Sunday, August 17, 2008

Thankful for the Chicken

My summer home with Ada, regardless of the time I've not spent writing my dissertation, has seen at least one of my skills improve. Given that Michele normally comes home at least somewhat, if not very tired, and that she just wants to hold and feed Ada anyway, dinner has become my responsibility. So I've perfected my barbecuing skills, really learned how to cook both pork and beef roasts, and basically focused on all the little things that make a complete, nourishing, healthy, and interesting meal.

Last Friday I pulled out our Betty Crocker cookbook, a gift given to Michele by her grandmother, and flipped through the "Soups" section. But a few things about this cookbook. It looks about fifty years old, its target audience is definitely the female "homemaker" of the 1950s, and its sexism is so quaint its now funny. For example, in the opening section called "Kitchen Know How," the advice reads: "Every morning before breakfast, comb hair, apply makeup and a dash of cologne. Does wonders for your morale and your family's, too! Think pleasant thoughts while working and a chore will become a 'labor of love.'" Hey, I'm all for combing hair and the occasional dash of cologne, but not even Ada wants to see me in makeup.

But Betty's book's datedness is also its strength. Its comprehensiveness challenges the idea behind the more contemporary cookbooks, which are now almost exclusively specialized. The Betty Crocker cookbook does not promote a certain "lifestyle"; it assumes a certain unanimity among its audience, and its recipes are thoroughly mid-century American: by that I mean that any reference to foreign methods or ingredients--and there are many--are subsumed into a uniform blandness.

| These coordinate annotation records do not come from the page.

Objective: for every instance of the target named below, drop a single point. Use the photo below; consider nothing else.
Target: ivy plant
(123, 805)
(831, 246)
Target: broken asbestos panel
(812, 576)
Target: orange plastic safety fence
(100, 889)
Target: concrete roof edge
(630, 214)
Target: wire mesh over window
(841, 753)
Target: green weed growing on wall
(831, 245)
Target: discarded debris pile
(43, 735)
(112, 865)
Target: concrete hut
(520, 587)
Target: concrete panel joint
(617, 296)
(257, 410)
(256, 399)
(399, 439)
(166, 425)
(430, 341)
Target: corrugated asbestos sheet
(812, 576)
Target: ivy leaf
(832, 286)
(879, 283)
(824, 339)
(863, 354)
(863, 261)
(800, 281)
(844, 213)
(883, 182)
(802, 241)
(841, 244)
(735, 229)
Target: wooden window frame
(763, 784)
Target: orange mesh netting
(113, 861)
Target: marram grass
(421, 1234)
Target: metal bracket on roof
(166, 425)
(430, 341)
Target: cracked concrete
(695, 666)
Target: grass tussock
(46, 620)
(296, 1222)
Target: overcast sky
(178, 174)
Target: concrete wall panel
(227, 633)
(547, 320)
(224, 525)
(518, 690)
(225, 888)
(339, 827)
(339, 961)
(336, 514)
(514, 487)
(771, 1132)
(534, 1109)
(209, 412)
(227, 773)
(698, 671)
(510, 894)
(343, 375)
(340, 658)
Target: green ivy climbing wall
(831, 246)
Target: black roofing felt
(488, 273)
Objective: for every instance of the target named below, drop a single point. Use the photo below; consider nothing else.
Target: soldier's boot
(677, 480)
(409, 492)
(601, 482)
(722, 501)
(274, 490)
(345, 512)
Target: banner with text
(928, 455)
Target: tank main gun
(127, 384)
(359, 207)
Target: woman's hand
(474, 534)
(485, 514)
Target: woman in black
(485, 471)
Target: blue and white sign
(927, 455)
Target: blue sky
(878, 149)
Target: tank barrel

And yet there are so many great recipes. I decided on the Mulligatawny, a thick, curry-flavored soup that mixes some fairly incongruous ingredients: onion, carrot, apple, celery, chicken, green pepper, cloves, mace, curry and consomme. I even made the consomme myself earlier in the day. I cooked a chicken, harvested all the meat and made about 10 quarts of broth, most of which I froze and will use later.

I felt like I was enacting a cliche (which is probably true) about the relationship Native Americans had with the animals they hunted. They respected them by not wasting them. For some reason it felt better that I was getting so much out of just one chicken. Enough meat for two meals, and enough consomme for probably three different soups. I've thought about vegetarianism before, but I do not have the will to surrender the pleasure of tasty meats. It would be a serious sacrifice that I'm just not willing to make.

What does feel good is that I know that this particular chicken was not wasted. It reminded me of Marx and one of his many astute critiques of capitalism--that it separates product from the worker, and the manufacturing process from the consumer, which in turn results in the illusion that goods appear magically, out of nowhere. By emphasizing ends, and not means, this process encourages a free-floating consumerism which is disastrous for its cancelling of origins. There's always more where that came from, is the idea.

And yet it seems that we're slowly figuring out that this kind of mentality is not sustainable. At least some of us are. Animals, obviously, are not morally equivalent to humans. Otherwise, I would not eat them. But that does not mean that the human/animal relationship need be devoid of morality altogether. While some may see hypocrisy in this position, I think there's a clear difference between animals we raise for our own consumption, and wild animals we hunt merely for our pleasure. I don't understand people who hunt cougars or bears or other mammals that, if they're not on the endangered list already, will be soon. I think that livestock, when treated "humanely" (isn't there even some irony in using this word?) serve a moral purpose, and might even claim more usefulness than many humans, since at least they provide sustenance to other beings.

The chicken we ate gave his life so that three people could eat several meals. While I don't think I'll ever become a vegetarian, I was thankful for the chicken. I respected him by eating all of him, and by culling, even from his carcass, the flavors that will enliven meals to come.

3 comments:

-hh said...

sadly, your treatment was probably the best treatment that the chicken ever received. sad chicken lives.....

Bonnie Kim said...

I'm glad you fully appreciated the chicken! How did the soup turn out? I love a good soup.

Sam Schwartz said...

the soup was great. and very filling.